In [None]:
import pandas as pd
import numpy as np

from sklearn.utils import class_weight

from xgboost import XGBClassifier
from sklearn.model_selection import train_test_split
from sklearn.metrics import accuracy_score

########################SET folder to project directory path#####################
folder=""

## Loading Training - Test Sets

In [None]:
test_df = pd.read_csv(folder+'data/processed_data/test_df.csv', delimiter=',')
test_df_final = pd.read_csv(folder+'data/processed_data/test_df_final.csv', delimiter=',')
test_df_final = test_df_final.loc[:, ~test_df_final.columns.isin(['SK_ID_CURR'])]

##
train_df_train = pd.read_csv(folder+'data/processed_data/train_df_train.csv', delimiter=',')
train_df_test = pd.read_csv(folder+'data/processed_data/train_df_test.csv', delimiter=',')
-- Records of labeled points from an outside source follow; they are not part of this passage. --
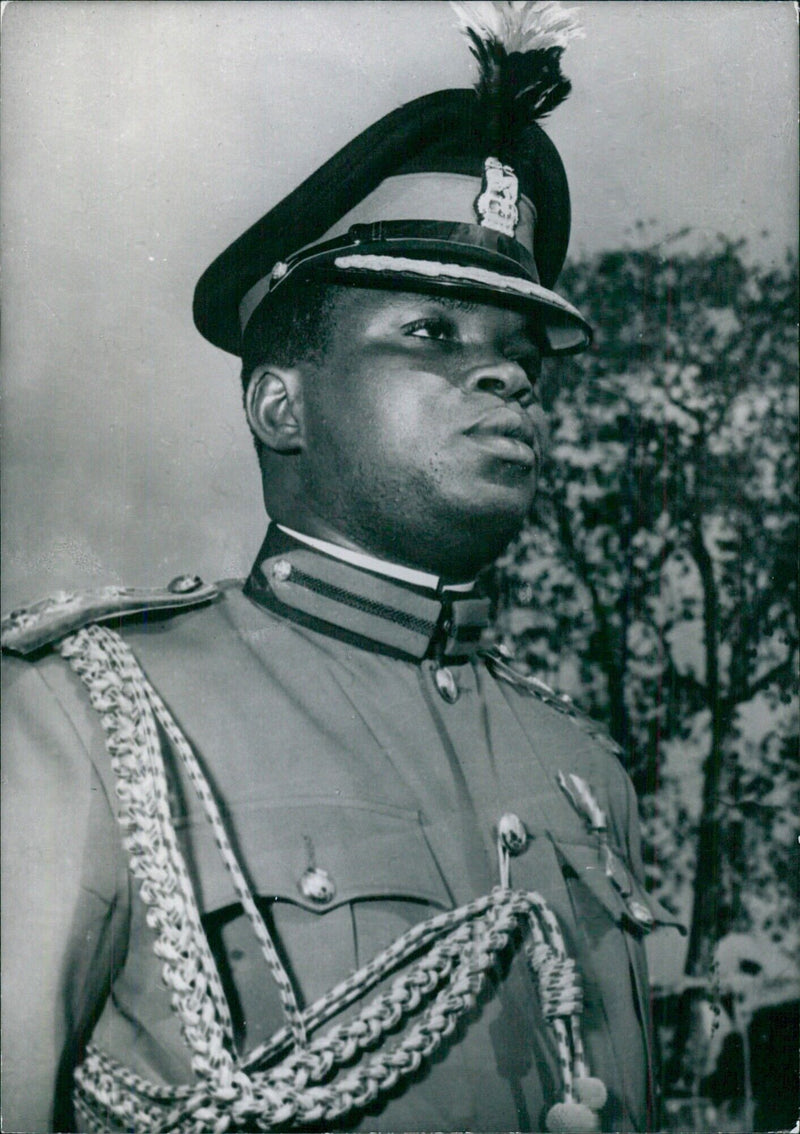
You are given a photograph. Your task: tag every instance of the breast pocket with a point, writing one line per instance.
(604, 889)
(335, 881)
(319, 854)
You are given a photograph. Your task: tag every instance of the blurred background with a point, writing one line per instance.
(657, 580)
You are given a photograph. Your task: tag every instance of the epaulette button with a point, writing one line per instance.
(184, 584)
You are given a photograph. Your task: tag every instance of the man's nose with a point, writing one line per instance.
(505, 378)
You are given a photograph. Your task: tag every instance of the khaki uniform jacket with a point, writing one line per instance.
(327, 755)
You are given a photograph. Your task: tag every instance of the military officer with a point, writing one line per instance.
(299, 853)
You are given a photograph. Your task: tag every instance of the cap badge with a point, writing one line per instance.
(496, 206)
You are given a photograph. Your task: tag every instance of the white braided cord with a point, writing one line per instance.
(288, 1081)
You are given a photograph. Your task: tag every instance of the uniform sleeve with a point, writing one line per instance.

X_train_original = train_df_train.loc[:, ~train_df_train.columns.isin(['TARGET', 'SK_ID_CURR'])]
y_train_original = train_df_train.loc[:, train_df_train.columns == 'TARGET']
X_test_original = train_df_test.loc[:, ~train_df_test.columns.isin(['TARGET', 'SK_ID_CURR'])]
y_test_original = train_df_test.loc[:, train_df_test.columns == 'TARGET']

## Assigning class weights

In [None]:
classes_weights = class_weight.compute_sample_weight(
    class_weight='balanced',
    y = y_train_original
)
classes_weights

## Model Trainning (XGBOOST)

In [None]:
model = XGBClassifier(random_state = 15, eta = 0.3)

model.fit(X_train_original, y_train_original, sample_weight=classes_weights)

## Model Results

Evaluation on trainning set

In [None]:
y_pred = model.predict(X_train_original)
predictions = [round(value) for value in y_pred]

# evaluate predictions
accuracy = accuracy_score(y_train_original, predictions)
print("Training Set Accuracy: %.2f%%" % (accuracy * 100.0))

Evaluation on the validation set (train_df_test)

In [None]:
y_pred = model.predict(X_test_original)
predictions = [round(value) for value in y_pred]

# evaluate predictions
accuracy = accuracy_score(y_test_original, predictions)
print("TestSet Set Accuracy: %.2f%%" % (accuracy * 100.0))

### Predict labels for test set (test_df) instances
The following fields are added to the test set (test_df) that contains the data shown to participants:
- Predicted_Result : 0 : 'Rejected', 1:  'Accepted'
- Prediction_Confidence_Accepted
- Prediction_Confidence_Rejected

In [None]:
y_pred_test = model.predict(test_df_final)
predictions_test = [round(value) for value in y_pred_test]

In [None]:
# predictions_test

In [None]:
# test_df.drop(columns = ["Predicted_Result","Prediction_Confidence_Accepted","Prediction_Confidence_Rejected"], inplace=True)

In [None]:
test_df.insert(loc=1, column="Predicted_Result", value=predictions_test)
# test_df["Predicted_Result"] = predictions_test

# Labels
test_df.replace({'Predicted_Result' : { 0 : 'Rejected', 1:  'Accepted'}},inplace=True)

# Prediction Confidence

accepted = []
rejected = []
for i in range(len(test_df_final)):
    accepted.append(round(100 * model.predict_proba(test_df_final)[i][1],3))
    rejected.append(round(100 * model.predict_proba(test_df_final)[i][0],3))
    

test_df.insert(loc=2, column="Prediction_Confidence_Accepted", value=accepted)
test_df.insert(loc=3, column="Prediction_Confidence_Rejected", value=rejected)

test_df

In [None]:
test_df.to_csv(folder+"data/processed_data/Model_Predictions.csv", index=False)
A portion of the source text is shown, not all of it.